Core real estate isn't what it used to be — it's a bit riskier.
Investors expect core funds to be portfolios of very stable, low-risk real estate, but core properties have become very expensive. So managers are taking advantage of provisions in their fund documents allowing them to add riskier investments, including development and buildings with higher vacancies, to their core portfolios.
Most investors allow core managers to invest a portion of their capital in non-core investments, but the percentage of non-core assets in core accounts has skyrocketed.
“There's been a threefold increase in U.S. funds in terms of development,” between 2011 and the second quarter of 2015, said Peter Hobbs, managing director and head of real estate research in the London office of MSCI Inc. “It happens at this stage of the cycle. We look for behavior that will haunt people, and this is one.”
The absolute level of rolling quarterly development expenditure in open-end core funds grew to more than $1.7 billion starting in the fourth quarter of 2014 from $297 million in the fourth quarter of 2011, and $1.8 billion in the second quarter of 2015, according to MSCI data for funds in the PREA/IPD U.S. Property Fund index. As a percentage of total fund value, investment in development has doubled to 8% in the second quarter from 4% in 2011 due to the increasing value of the overall index.

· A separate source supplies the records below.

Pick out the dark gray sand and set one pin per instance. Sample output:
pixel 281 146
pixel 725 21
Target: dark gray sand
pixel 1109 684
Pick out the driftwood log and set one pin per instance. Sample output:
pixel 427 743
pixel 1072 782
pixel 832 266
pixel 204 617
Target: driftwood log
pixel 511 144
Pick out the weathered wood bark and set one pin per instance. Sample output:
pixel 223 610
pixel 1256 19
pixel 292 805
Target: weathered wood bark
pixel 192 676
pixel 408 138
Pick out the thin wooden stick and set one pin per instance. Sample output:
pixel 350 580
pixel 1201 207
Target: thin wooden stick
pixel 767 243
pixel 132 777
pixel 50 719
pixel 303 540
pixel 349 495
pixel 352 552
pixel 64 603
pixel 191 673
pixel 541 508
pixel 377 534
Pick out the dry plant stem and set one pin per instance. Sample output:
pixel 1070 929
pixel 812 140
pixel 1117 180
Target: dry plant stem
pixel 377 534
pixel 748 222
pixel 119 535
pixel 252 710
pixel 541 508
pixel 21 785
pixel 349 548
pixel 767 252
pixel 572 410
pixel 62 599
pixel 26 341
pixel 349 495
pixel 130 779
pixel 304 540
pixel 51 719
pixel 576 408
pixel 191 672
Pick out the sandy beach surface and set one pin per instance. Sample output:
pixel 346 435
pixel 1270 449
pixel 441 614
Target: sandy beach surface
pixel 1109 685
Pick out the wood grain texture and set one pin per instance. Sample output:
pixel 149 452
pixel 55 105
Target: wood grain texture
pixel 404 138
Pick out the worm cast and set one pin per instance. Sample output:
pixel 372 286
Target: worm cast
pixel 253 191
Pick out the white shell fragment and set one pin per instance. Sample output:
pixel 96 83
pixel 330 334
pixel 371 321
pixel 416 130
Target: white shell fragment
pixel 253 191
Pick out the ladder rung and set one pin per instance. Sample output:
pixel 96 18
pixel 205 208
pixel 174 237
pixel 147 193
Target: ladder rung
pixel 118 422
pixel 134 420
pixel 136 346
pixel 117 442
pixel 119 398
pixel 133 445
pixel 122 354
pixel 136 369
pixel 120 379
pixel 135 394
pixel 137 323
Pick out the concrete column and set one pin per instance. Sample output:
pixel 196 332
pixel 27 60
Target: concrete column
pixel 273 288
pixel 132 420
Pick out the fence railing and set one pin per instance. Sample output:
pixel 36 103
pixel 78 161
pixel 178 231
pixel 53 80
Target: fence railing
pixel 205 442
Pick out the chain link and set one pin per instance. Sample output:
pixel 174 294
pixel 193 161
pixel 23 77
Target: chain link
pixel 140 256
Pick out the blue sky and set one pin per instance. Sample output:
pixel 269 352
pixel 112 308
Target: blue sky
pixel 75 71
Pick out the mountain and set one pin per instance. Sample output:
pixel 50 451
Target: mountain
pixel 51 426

Another investment practice that might come back to haunt managers and investors is the addition of other non-traditional property types, such as self-storage, “because core property types aren't doing well,” Mr. Hobbs said. For example, exposure by dollar amount to self-storage by core funds in the PREA/IPD U.S. Property Fund index more than doubled to $3.4 billion in the second quarter of 2015 from the second quarter of 2011. Self-storage made up 2% of total core fund value in the second quarter, up from 1.53% in the second quarter of 2011.